While the amiibo community is still tinkering and researching the possible combinations that would be beneficial (well, part of the amiibo community; it seems the rest of them are complaining that this discovery is “overhyped”), one thing is for certain. We don’t know the limits of this new method of amiibo training. It could be the future. It could be useless. We don’t know how much about amiibo that we don’t know- but it’s probably a lot.

Amiibo Science: Bone and Flesh, the innate structures of amiibo

Get out your degrees, because today the Amiibo Doctor is going to explain an important amiibo concept! We’re going to discuss, using the skeletal structure as a metaphor, how amiibo intelligence is structured, and how that structure allows stimuli to change its behavior.

If you paid attention to my post from yesterday, you’ll remember that amiibo of the same character end up using the same moves over and over again, regardless of their utility. Yoshi’s egg throwing was a useful example of this: if you train Yoshi while playing as Yoshi and NEVER use his egg throw, your amiibo will still eventually use the egg throw and only the egg throw.

Most amiibo have a tendency like this, but it’s not as obvious which move or moves they prefer. It may be obvious that Sheik has an obsession with her jab, but it’s not as obvious that a Mario will end up using his neutral air and his down smash, given enough time. Sometimes you have to really look for these inherent favorites: I trained five individual Mario amiibo before I realized that after a hundred matches, they all ended up doing the same thing.

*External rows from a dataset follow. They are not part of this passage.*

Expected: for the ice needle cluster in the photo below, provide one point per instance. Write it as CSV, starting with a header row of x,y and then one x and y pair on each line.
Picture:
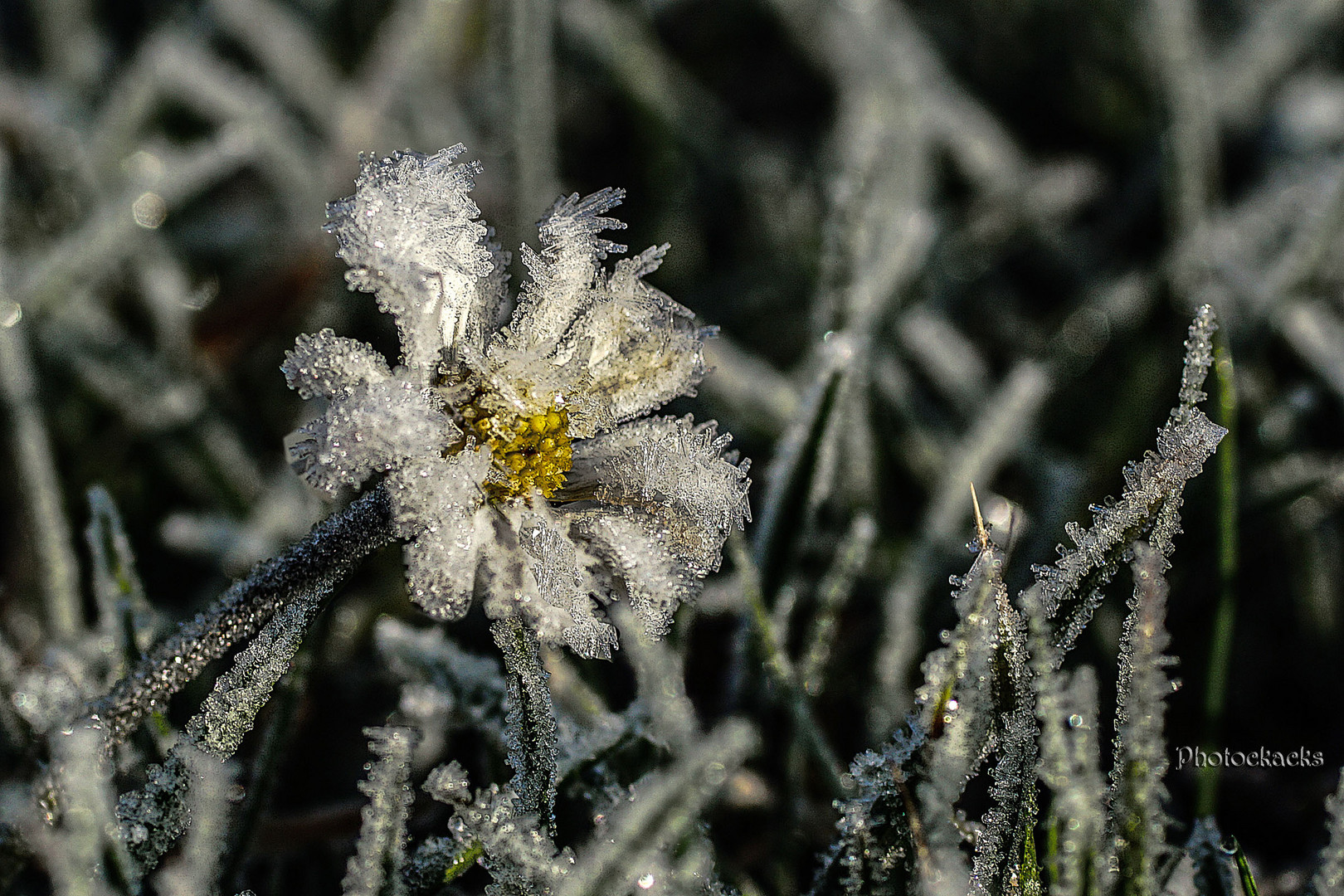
x,y
515,449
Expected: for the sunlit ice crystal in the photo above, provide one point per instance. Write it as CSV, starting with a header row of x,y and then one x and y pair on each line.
x,y
515,448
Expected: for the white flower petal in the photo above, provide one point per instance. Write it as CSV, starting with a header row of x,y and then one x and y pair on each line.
x,y
325,364
565,270
640,561
561,570
368,427
678,473
410,236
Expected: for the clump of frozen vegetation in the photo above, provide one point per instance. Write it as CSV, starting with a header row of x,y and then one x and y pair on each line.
x,y
514,448
918,288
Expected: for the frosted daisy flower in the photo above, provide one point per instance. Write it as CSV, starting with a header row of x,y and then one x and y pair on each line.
x,y
515,449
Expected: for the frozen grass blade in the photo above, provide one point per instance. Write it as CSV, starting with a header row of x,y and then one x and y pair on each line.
x,y
1070,590
1225,618
530,727
311,571
375,869
1137,794
39,481
663,813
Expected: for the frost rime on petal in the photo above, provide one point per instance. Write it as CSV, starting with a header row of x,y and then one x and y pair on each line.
x,y
435,503
368,427
563,271
678,473
477,416
410,236
561,571
637,551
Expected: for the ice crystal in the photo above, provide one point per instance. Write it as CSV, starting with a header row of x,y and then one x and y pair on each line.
x,y
514,455
377,865
1070,590
494,825
1137,793
875,850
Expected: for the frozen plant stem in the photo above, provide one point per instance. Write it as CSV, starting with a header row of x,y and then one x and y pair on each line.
x,y
311,570
39,483
782,672
1225,620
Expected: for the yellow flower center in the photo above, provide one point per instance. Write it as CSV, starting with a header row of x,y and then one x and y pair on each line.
x,y
531,451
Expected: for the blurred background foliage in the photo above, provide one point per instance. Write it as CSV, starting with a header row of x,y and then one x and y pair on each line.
x,y
944,241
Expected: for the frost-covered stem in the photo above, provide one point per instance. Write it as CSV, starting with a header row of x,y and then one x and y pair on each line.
x,y
832,596
311,570
530,726
375,869
665,809
1225,618
782,672
265,765
1137,793
41,484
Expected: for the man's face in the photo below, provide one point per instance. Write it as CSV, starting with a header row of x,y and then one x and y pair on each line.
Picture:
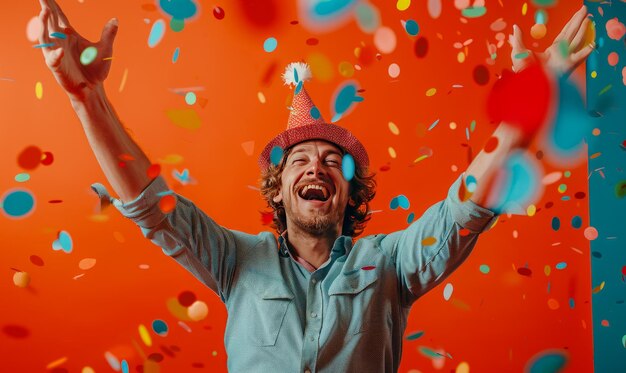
x,y
313,189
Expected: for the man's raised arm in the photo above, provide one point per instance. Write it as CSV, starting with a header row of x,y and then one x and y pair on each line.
x,y
83,83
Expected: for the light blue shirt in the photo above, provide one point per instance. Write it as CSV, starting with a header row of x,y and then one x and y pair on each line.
x,y
347,316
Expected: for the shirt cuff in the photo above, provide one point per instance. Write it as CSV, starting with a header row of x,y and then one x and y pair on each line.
x,y
468,214
143,210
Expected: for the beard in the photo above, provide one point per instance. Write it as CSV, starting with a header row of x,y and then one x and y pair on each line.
x,y
316,224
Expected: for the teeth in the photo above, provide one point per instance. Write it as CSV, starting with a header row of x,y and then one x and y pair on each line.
x,y
312,186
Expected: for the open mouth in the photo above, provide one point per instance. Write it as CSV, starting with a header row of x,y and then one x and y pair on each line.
x,y
314,192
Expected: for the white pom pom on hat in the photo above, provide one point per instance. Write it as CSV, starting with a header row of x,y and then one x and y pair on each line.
x,y
306,123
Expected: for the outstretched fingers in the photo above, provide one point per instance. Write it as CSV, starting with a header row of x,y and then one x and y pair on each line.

(If you’re a trainer who wants to prevent their amiibo from using moves, we’ll discuss that in a later post.)

However, amiibo never perform an action 100% of the time, and thus will change over time, even if it is only in slight ways. For example, if you pit your amiibo against an opponent for ten matches, you had better believe that it’s going to come out different than it went in. At the very least it’ll learn a bit better what not to do.

 

Now let’s say you really pay attention, and you pit your amiibo against an opponent for ten matches ten times, for a total of one hundred matches. You’ll notice something unusual for artificial intelligences: some things about the amiibo change, but some don’t. Perhaps it still wants to use its down smash just like it always has, but now it has switched out using one move for another. If you spot this, know that it is the same situation as Yoshi, but it just isn’t as innate. Your amiibo is not about to use only one move for the rest of its life. Don’t worry. In fact, take note of the moves that it’s using: they are the bone, if you will. They are the structure that everything else is built from.

But a bone is useless by itself. It can’t do anything without flesh on top of it to move the bone. And just as with a bone, an amiibo needs more than just its inherent move preferences to fight well. So we have to put on some flesh.

In the metaphor, the “flesh” are the experiences that the amiibo has obtained since it was first taken out of the box, or more specifically, the changes made to amiibo’s hex data since it was originally formatted for Smash Bros. The bone is always the same: the flesh grows and changes shape to adapt to its environment. Just as lifting weights to make your arm larger will change the muscle patterns in your arm, teaching your amiibo to do a certain thing will change the data of the amiibo.

In summary, it is the experiences, also called the “flesh” that makes each amiibo unique. And the flesh is always built off the same bone.